Information
- First date: February 15, 2002
- Last date: December 14, 2002

Events
- Total events: 7

Fights
- Total fights: 65

Chronology
| 2001 in RINGS | 2002 in Fighting Network Rings | 2003 in RINGS |

= 2002 in Fighting Network Rings =

Mixed martial arts events

The year 2002 is the eighth year in the history of Fighting Network Rings, a mixed martial arts promotion based in Japan. In 2002 Fighting Network Rings held 7 events beginning with, Rings: World Title Series Grand Final.

==Events list==

| # | Event title | Date | Arena | Location |
|---|---|---|---|---|
| 77 | Rings Lithuania: Bushido Rings 6: Dynamite | December 14, 2002 |  | Kaunas, Lithuania |
| 76 | Rings Holland: One Moment In Time | December 1, 2002 | Vechtsebanen Sport Hall | Utrecht, Netherlands |
| 75 | Rings Lithuania: Bushido Rings 5: Shock | November 9, 2002 | Vilnius Palace of Concerts and Sports | Vilnius, Lithuania |
| 74 | Rings Lithuania: Rampage | August 2, 2002 |  | Palanga Beach Palanga, Lithuania |
| 73 | Rings Holland: Saved by the Bell | June 2, 2002 | Sport Hall Zuid | Amsterdam, North Holland, Netherlands |
| 72 | Rings Lithuania: Bushido Rings 4 | May 4, 2002 | Kaunas Sport Hall | Kaunas, Lithuania |
| 71 | Rings: World Title Series Grand Final | February 15, 2002 | Yokohama Cultural Gymnasium | Kanagawa, Japan |

==Rings: World Title Series Grand Final==

Rings: World Title Series Grand Final was an event held on February 15, 2002 at The Yokohama Cultural Gymnasium in Kanagawa, Japan.

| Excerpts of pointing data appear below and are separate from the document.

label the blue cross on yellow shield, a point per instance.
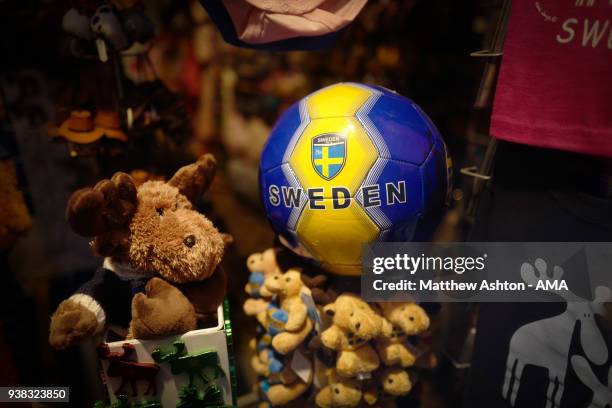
(328, 154)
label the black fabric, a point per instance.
(537, 195)
(114, 294)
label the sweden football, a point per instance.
(351, 164)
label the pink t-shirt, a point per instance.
(555, 84)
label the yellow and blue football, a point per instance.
(351, 164)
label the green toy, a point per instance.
(212, 396)
(123, 401)
(194, 364)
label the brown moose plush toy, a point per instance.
(161, 268)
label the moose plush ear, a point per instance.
(228, 239)
(194, 179)
(109, 205)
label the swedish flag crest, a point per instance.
(328, 154)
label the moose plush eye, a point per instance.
(189, 241)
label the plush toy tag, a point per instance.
(313, 312)
(101, 46)
(414, 349)
(300, 364)
(320, 379)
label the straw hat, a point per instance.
(79, 128)
(109, 123)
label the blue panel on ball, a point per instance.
(279, 139)
(274, 177)
(407, 135)
(435, 178)
(400, 181)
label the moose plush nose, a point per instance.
(189, 241)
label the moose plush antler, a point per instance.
(152, 231)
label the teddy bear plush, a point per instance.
(353, 324)
(401, 319)
(288, 324)
(339, 391)
(395, 381)
(260, 265)
(282, 394)
(161, 265)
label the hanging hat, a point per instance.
(79, 128)
(109, 123)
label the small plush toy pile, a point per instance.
(160, 274)
(351, 352)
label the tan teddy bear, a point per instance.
(339, 392)
(288, 324)
(144, 232)
(354, 324)
(260, 265)
(395, 381)
(385, 385)
(401, 319)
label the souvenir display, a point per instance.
(252, 203)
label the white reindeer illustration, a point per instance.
(546, 343)
(602, 394)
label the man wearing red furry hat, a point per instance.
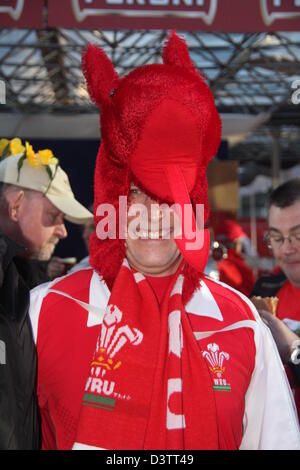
(142, 350)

==Rings Lithuania: Bushido Rings 4==

Rings: World Title Series 5 was an event held on May 4, 2002 at The Kaunas Sport Hall in Kaunas, Lithuania.

==Rings Holland: Saved by the Bell==

Rings Holland: Saved by the Bell was an event held on June 2, 2002 at The Sport Hall Zuid in Amsterdam, North Holland, Netherlands.

==Rings Lithuania: Rampage==

Rings Lithuania: Rampage was an event held on August 2, 2002 in Palanga Beach Palanga, Lithuania.

==Rings Lithuania: Bushido Rings 5: Shock==

Rings Lithuania: Bushido Rings 5: Shock was an event held on November 9, 2002 at The Vilnius Palace of Concerts and Sports in Vilnius, Lithuania.

==Rings Holland: One Moment In Time==

Rings Holland: One Moment In Time was an event held on December 1, 2002 at The Vechtsebanen Sport Hall in Utrecht, Netherlands.

==Rings Lithuania: Bushido Rings 6: Dynamite==

Rings Lithuania: Bushido Rings 6: Dynamite was an event held on December 14, 2002 in Kaunas, Lithuania.